Intel aims to leapfrog Nvidia next year with a production Nervana chip sporting 12 100-Gbit/s links compared to six 25-Gbit/s NVLinks on Nvidia’s Volta. The non-coherent memory of the Nervana chip will allow more flexibility in creating large clusters of accelerators, including torus networks, although it will be more difficult to program.

To ease the coding job, Intel has released as open source its Ngraph compiler. It aims to turn software from third-party AI frameworks like Google’s TensorFlow into code that can run on Intel’s Xeon, Nervana, and eventually FPGA chips.

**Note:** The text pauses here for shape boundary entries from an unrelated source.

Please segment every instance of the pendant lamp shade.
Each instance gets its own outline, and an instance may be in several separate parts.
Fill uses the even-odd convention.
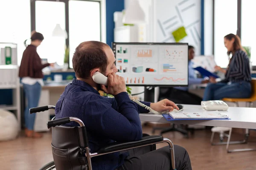
[[[129,3],[122,21],[123,23],[127,24],[139,24],[146,22],[145,13],[138,0],[131,0]]]

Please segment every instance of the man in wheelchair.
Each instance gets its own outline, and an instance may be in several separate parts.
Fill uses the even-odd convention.
[[[96,41],[81,43],[72,60],[77,79],[66,87],[56,105],[56,119],[76,117],[84,122],[92,152],[112,142],[136,141],[143,137],[139,113],[148,110],[130,99],[123,78],[116,74],[115,61],[108,45]],[[108,87],[93,81],[92,76],[96,72],[108,77]],[[102,96],[99,90],[114,97]],[[166,99],[155,103],[141,102],[158,112],[178,110]],[[67,125],[78,125],[72,122]],[[174,150],[177,169],[192,170],[186,150],[175,145]],[[92,158],[91,161],[94,170],[170,170],[170,156],[168,146],[155,150],[153,145]]]

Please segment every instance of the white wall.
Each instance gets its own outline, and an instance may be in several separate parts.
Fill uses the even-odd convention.
[[[187,36],[180,42],[194,46],[200,54],[201,0],[156,0],[154,4],[156,41],[175,42],[172,32],[184,26]]]
[[[213,21],[212,20],[212,0],[204,1],[204,54],[211,55],[213,54]]]

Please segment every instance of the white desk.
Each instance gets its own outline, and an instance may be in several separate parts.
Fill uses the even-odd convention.
[[[202,109],[199,105],[184,105],[184,110],[188,112]],[[256,129],[256,108],[230,107],[227,111],[220,112],[225,113],[231,119],[168,121],[161,115],[148,113],[140,113],[140,117],[141,121],[145,122]]]

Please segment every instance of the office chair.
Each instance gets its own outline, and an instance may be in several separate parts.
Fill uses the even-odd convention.
[[[253,102],[256,101],[256,79],[252,79],[251,84],[252,88],[252,94],[251,96],[249,98],[225,98],[223,99],[222,100],[224,101],[234,103],[235,104],[235,107],[239,107],[239,102],[245,102],[247,105],[247,104],[248,104],[249,108],[252,107],[251,106],[252,106],[252,107],[253,107]],[[248,139],[250,135],[249,130],[248,129],[245,129],[245,134],[244,136],[244,139],[241,141],[230,142],[230,139],[231,136],[231,133],[232,132],[232,128],[224,127],[214,127],[212,129],[212,137],[211,137],[211,143],[212,143],[212,144],[217,145],[227,144],[226,149],[228,153],[256,150],[256,148],[234,149],[232,150],[229,150],[229,146],[230,144],[247,143],[247,142],[248,141]],[[225,133],[225,132],[226,131],[229,131],[228,135]],[[220,133],[220,139],[221,139],[221,142],[213,142],[214,133],[215,132],[217,132]],[[223,138],[224,136],[227,136],[228,137],[227,142],[223,142],[222,141],[223,140]]]

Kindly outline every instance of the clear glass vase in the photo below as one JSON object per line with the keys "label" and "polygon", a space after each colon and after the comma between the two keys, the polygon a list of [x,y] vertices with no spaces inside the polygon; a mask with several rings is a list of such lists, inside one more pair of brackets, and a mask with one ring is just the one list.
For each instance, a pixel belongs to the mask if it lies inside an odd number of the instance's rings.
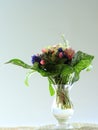
{"label": "clear glass vase", "polygon": [[69,119],[74,113],[73,104],[70,99],[71,85],[55,85],[55,98],[52,105],[52,113],[57,119],[58,123],[54,129],[68,130],[73,126],[69,123]]}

The code, running on a prototype accelerator, is being fine-tuned by Intel and a handful of data center partners. The company aims to announce details of its plans at a developer conference in late May, though production chips are not expected until next year. At that point, Nvidia will be under pressure to field a next-generation part to keep pace with an Intel roadmap that calls for annual accelerator upgrades.

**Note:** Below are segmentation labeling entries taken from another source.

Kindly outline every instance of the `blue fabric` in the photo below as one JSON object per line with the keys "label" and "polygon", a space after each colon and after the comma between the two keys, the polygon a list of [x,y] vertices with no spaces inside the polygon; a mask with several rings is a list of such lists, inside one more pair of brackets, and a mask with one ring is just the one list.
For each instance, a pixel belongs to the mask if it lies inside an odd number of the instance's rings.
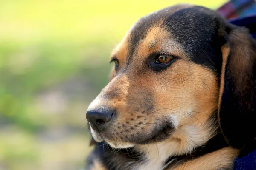
{"label": "blue fabric", "polygon": [[[230,20],[240,26],[245,26],[250,30],[253,37],[256,39],[256,16]],[[256,170],[256,150],[242,158],[236,158],[235,161],[235,170]]]}
{"label": "blue fabric", "polygon": [[256,170],[256,150],[235,161],[235,170]]}

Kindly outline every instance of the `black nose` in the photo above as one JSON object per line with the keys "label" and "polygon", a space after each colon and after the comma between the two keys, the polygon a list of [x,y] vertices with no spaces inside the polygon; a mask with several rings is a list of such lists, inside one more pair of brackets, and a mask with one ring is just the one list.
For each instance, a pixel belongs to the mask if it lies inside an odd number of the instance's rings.
{"label": "black nose", "polygon": [[[102,130],[102,126],[105,126],[106,123],[111,119],[113,114],[113,112],[109,110],[88,110],[86,113],[86,119],[96,126],[99,130]],[[100,127],[100,129],[99,129]]]}

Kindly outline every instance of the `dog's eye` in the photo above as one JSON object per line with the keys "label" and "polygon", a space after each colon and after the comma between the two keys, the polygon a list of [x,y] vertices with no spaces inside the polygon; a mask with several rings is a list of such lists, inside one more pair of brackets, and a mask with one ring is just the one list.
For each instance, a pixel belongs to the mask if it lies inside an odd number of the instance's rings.
{"label": "dog's eye", "polygon": [[119,62],[116,59],[113,59],[110,61],[110,62],[115,62],[115,70],[116,71],[118,70],[118,68],[119,67]]}
{"label": "dog's eye", "polygon": [[153,54],[149,57],[149,66],[154,71],[163,70],[174,62],[177,57],[168,54]]}
{"label": "dog's eye", "polygon": [[156,62],[162,64],[168,63],[173,58],[172,56],[165,54],[159,54],[156,57]]}

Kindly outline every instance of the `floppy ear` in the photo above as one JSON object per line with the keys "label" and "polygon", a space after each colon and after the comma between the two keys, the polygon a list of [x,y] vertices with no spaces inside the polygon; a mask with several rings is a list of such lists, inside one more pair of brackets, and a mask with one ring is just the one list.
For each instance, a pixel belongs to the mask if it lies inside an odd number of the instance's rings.
{"label": "floppy ear", "polygon": [[219,125],[230,146],[251,150],[256,148],[256,41],[247,29],[229,27],[221,48]]}

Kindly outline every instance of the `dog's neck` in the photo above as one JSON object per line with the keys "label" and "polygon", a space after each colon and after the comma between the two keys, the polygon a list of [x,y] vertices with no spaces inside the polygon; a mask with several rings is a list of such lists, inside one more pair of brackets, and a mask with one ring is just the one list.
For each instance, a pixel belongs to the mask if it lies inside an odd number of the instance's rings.
{"label": "dog's neck", "polygon": [[105,143],[98,143],[94,152],[96,156],[105,161],[104,162],[107,164],[104,165],[109,170],[169,169],[228,146],[219,129],[218,132],[204,145],[188,148],[183,153],[175,149],[179,146],[174,142],[167,144],[163,142],[120,150],[113,149]]}

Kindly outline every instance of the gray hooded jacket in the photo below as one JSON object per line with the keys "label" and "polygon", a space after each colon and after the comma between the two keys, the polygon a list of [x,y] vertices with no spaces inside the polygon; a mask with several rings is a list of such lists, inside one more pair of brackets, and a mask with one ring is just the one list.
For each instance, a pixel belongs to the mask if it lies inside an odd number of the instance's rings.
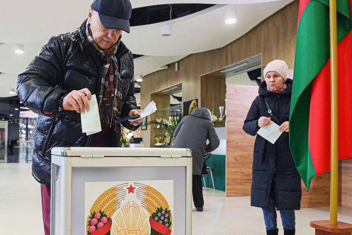
{"label": "gray hooded jacket", "polygon": [[[202,174],[205,152],[219,147],[220,140],[212,122],[210,113],[205,108],[198,108],[182,119],[174,132],[172,148],[187,148],[192,150],[193,174]],[[209,143],[207,144],[207,140]]]}

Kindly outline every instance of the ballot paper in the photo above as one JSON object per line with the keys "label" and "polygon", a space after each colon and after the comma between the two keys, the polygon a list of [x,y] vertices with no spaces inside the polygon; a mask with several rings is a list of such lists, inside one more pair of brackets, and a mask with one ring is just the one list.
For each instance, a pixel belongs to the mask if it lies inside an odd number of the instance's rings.
{"label": "ballot paper", "polygon": [[147,105],[147,106],[145,107],[144,109],[143,110],[143,111],[141,111],[141,112],[139,113],[139,115],[140,115],[140,117],[138,118],[130,119],[129,119],[128,120],[130,122],[133,122],[133,121],[137,120],[138,119],[143,118],[144,117],[150,115],[154,112],[156,111],[157,110],[156,104],[154,103],[154,101],[152,100],[152,101],[148,104],[148,105]]}
{"label": "ballot paper", "polygon": [[82,133],[85,133],[87,135],[101,131],[98,103],[95,94],[92,95],[92,99],[88,100],[88,102],[89,109],[85,108],[84,111],[81,112]]}
{"label": "ballot paper", "polygon": [[261,127],[257,134],[274,144],[282,134],[279,127],[280,126],[272,121],[269,125]]}

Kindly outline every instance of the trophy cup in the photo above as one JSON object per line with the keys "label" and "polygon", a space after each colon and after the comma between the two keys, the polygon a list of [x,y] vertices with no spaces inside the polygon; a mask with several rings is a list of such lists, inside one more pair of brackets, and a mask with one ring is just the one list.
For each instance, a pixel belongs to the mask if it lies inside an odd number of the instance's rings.
{"label": "trophy cup", "polygon": [[219,111],[220,111],[220,116],[219,117],[219,121],[222,121],[222,112],[224,112],[224,106],[220,106],[219,107]]}
{"label": "trophy cup", "polygon": [[[157,118],[156,119],[156,121],[157,122],[158,122],[160,123],[160,122],[161,122],[162,120],[162,119],[161,118]],[[160,124],[158,124],[158,125],[157,126],[156,128],[160,128]]]}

”The existing Nervana product will really be a software development vehicle. It was built on 28nm process before Intel bought the company and it's not competitive with Nvidia's 12nm Volta design,” said Kevin Krewell, a senior analyst with Tirias Research.

Volta’s added memory and NVSwitch “keeps Nvidia ahead of the competition. We're all looking forward to the next process shrink, but, as far as production shipping silicon goes, Volta still has no peer,” he added.

Among startups, Wave Computing is expected to ship this year its first training systems for data centers and developers. New players are still emerging.

Startup SambaNova Systems debuted last week with $56 million from investors, including Google’s parent Alphabet. Co-founder Kunle Olukotun’s last startup, Afara Websystems, designed what became the Niagara server processor of Sun Microsystems, now Oracle.